This is a great book to use when studying maps. It is on a lower elementary grade level, however it could be used for all grades! This is a great book to integrate social studies into language arts!
This is a great book that introduces geography to primary students. This book also introduces new vocabulary words through bright illustrations and vivid verbs. Students will also understand how to read maps and learn about cardinal directions. It is also a creative way to have students create their own maps.
Great for grade 1 investigation of maps and your community. I like that all the maps come together in the end. I would have liked to see the bird's map more from "bird's eye view," but still a great buy for the grade 1 classroom. K-4
Very simple, with each double-page spread showing a map from a particular animal's perspective. The eagle's map goes along a river from mountain to meadow to a tall tree. Rabbit's map goes from burrow to vegetable garden. I like this introduction to the idea that a map tells us as much about geography as it does about the map maker. We map what is important to us.
This is a good way to introduce maps to young readers. Each animal - the eagle, the rabbit, the crow, the horse, the sea gull - map their own favourite route. At the end the reader gets to see the whole picture.

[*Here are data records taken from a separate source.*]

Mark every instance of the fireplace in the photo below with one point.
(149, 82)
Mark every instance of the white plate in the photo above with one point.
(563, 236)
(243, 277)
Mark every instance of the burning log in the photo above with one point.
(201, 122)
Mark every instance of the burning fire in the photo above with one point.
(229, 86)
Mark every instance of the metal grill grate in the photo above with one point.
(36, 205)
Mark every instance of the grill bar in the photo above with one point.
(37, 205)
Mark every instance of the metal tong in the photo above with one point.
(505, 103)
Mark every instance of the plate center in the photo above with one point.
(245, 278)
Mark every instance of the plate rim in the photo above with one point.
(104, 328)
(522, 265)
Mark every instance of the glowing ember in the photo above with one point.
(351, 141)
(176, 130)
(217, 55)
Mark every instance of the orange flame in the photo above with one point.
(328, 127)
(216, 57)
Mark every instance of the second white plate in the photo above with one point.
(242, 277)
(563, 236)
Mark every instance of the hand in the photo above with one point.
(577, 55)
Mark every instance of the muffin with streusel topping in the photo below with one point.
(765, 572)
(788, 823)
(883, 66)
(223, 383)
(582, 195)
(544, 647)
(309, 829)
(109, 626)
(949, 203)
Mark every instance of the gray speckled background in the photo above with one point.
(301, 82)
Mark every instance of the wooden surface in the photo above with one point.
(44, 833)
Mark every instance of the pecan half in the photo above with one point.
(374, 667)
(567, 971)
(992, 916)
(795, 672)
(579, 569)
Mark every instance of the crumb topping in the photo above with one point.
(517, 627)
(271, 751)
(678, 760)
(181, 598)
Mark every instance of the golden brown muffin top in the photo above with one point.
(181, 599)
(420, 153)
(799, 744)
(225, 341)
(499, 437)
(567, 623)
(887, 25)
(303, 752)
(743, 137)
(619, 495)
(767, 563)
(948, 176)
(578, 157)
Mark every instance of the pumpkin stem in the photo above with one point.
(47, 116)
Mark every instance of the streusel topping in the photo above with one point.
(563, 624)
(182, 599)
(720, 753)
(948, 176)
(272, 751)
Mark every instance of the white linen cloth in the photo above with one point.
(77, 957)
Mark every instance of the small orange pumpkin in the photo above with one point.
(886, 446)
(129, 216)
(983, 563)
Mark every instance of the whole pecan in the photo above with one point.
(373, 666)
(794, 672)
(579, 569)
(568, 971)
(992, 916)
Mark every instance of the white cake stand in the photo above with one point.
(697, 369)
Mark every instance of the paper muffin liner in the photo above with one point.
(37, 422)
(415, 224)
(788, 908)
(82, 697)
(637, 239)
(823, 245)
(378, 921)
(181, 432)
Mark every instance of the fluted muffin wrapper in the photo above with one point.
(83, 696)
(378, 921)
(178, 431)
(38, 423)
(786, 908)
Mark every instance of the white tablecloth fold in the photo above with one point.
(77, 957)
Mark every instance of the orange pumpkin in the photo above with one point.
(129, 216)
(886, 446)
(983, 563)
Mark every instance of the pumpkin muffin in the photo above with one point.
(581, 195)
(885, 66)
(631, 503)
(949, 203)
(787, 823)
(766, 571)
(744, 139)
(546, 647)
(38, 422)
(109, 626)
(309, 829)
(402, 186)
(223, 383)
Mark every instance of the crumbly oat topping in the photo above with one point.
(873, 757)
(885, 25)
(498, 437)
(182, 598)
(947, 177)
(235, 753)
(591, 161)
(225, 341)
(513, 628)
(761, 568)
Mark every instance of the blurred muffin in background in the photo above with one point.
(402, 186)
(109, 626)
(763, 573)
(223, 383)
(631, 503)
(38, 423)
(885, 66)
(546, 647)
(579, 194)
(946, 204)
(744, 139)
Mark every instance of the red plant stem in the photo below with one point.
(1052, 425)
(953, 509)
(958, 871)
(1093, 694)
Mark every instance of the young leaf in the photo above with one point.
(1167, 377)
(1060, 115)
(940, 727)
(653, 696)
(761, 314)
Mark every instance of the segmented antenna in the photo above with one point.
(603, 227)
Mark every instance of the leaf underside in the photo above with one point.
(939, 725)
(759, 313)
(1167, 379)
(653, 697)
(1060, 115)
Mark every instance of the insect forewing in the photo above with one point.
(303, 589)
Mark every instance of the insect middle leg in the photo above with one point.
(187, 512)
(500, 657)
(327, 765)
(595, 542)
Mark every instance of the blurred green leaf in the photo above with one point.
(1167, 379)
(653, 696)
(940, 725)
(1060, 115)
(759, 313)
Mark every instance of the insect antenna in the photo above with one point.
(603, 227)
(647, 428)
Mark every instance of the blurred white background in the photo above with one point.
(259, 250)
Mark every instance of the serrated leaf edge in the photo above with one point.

A book recommended to us to accompany our history geography lesson and all the children loved it, especially my 5 yr old. With studying maps of the world lately, this coincides nicely with the lessons, giving a different sort of look at creating maps, from an animals point of view. From a crow to a seagull, it takes about their different flight paths and then creates a map for each one based on where they went. Wonderful to follow along with, even my 3 yr old twins got a kick out of tracing the path of the animals on their maps. Wonderful book!
This is a map book that views books in the perspective of different animals. For example, the rabbit has a map of a farm, a police horse has a map of the city, an eagle has a map of the wild, and ect. At the end it shows the moon's version of a map, and it puts all the maps together. I like this because it shows that maps can be of different things, not just a city or an atlas.
This book shows a day in the life of a crow; showing the reader everywhere the crow travels using illustrated picture maps that keep it simple enough for children to understand.